Forward to the list from PM
> So you now use m128i registers and do instructions on 128 bit wide
yes
> values? I assume that what you are doing is what is usually called bit
> slicing?
yes
> For both Cell and SSE2, do you use interlacing of instructions to fill
> up the pipeline (and usually improve speed by a factor 2 or 3)? (not
> sure if that really helps on bit sliced calculations though)
i did not pay special attention to the instruction scheduling.
The heavy load loop is unrolled and gcc will have plenty of opportunity
to reorder the instructions.
Also the loop body is executed ~ 650m times per second on a 2ghz core,
effectivly using 3 clocks per loop for the 7 instructions (unrolled)

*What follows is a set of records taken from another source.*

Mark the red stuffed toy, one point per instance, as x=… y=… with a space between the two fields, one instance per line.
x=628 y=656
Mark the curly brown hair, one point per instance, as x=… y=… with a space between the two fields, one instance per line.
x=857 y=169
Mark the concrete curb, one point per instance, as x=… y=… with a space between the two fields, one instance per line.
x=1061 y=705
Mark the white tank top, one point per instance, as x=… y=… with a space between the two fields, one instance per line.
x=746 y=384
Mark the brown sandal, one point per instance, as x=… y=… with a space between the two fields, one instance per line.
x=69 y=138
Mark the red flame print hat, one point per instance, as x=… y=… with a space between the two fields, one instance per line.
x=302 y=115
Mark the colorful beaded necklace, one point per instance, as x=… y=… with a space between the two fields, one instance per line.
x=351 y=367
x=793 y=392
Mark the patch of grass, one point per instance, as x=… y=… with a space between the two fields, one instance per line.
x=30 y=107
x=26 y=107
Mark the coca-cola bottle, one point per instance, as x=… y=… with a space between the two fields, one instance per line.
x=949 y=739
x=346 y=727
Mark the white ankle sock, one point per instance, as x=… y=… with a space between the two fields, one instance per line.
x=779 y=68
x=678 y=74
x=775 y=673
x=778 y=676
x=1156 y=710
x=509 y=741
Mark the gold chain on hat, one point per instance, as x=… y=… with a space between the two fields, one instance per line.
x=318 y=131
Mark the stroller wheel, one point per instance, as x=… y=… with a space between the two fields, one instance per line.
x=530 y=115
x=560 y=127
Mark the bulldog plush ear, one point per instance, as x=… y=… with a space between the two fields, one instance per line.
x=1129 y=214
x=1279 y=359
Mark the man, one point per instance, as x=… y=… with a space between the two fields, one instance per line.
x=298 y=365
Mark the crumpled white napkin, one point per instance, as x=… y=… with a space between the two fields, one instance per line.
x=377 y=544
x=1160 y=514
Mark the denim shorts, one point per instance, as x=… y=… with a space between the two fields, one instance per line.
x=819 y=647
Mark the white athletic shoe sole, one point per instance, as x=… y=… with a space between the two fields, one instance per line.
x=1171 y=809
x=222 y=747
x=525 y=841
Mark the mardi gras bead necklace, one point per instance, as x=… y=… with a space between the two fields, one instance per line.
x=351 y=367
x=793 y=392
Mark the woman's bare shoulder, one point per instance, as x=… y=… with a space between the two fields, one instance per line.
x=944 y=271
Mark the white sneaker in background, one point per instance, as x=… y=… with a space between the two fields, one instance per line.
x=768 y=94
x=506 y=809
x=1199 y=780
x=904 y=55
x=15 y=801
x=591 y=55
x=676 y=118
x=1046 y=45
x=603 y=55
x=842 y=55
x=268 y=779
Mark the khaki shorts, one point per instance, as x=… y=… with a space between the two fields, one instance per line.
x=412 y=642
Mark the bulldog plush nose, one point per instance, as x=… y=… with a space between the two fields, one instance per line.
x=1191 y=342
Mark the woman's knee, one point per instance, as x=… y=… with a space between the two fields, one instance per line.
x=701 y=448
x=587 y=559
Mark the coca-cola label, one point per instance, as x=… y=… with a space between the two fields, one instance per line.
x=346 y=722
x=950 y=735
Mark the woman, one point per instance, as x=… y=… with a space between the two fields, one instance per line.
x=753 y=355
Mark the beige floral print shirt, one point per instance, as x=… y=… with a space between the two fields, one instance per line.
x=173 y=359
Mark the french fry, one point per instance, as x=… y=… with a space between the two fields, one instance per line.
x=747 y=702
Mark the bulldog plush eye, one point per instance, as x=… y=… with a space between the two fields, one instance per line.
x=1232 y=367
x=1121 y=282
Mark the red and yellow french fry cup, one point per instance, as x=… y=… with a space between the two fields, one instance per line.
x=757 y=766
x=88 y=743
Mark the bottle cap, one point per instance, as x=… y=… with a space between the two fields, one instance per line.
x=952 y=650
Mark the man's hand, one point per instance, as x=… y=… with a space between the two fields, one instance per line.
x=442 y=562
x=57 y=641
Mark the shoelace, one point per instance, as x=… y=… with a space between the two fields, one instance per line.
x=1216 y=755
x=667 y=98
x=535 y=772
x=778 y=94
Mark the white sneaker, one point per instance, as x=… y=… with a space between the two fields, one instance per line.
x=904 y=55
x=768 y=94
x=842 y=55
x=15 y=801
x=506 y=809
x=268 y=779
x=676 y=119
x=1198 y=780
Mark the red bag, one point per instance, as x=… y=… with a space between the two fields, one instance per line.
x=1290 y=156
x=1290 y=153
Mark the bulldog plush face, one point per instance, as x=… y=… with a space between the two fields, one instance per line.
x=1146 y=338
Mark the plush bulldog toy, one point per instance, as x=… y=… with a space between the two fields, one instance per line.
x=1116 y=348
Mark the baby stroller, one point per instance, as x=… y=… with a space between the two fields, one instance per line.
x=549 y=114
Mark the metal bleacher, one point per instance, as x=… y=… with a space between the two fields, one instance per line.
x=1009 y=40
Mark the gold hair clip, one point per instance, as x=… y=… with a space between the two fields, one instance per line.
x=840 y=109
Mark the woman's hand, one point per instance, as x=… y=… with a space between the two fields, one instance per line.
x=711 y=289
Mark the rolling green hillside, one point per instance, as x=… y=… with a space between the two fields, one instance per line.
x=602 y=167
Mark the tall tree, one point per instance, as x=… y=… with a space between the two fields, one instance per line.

on the cell spu it is half as fast despite higher clocks, so i should try to
optimize there.
(but the SPU is also not fully multiscalar, so should be half as fast)
with the SPU being in-order, instruction instruction reordering and scheduling
may pay off.
This function does 90% of the work:
nshift == 0, lenght= 19 or 22 or 23, RT=ssevector(uint64, uint64)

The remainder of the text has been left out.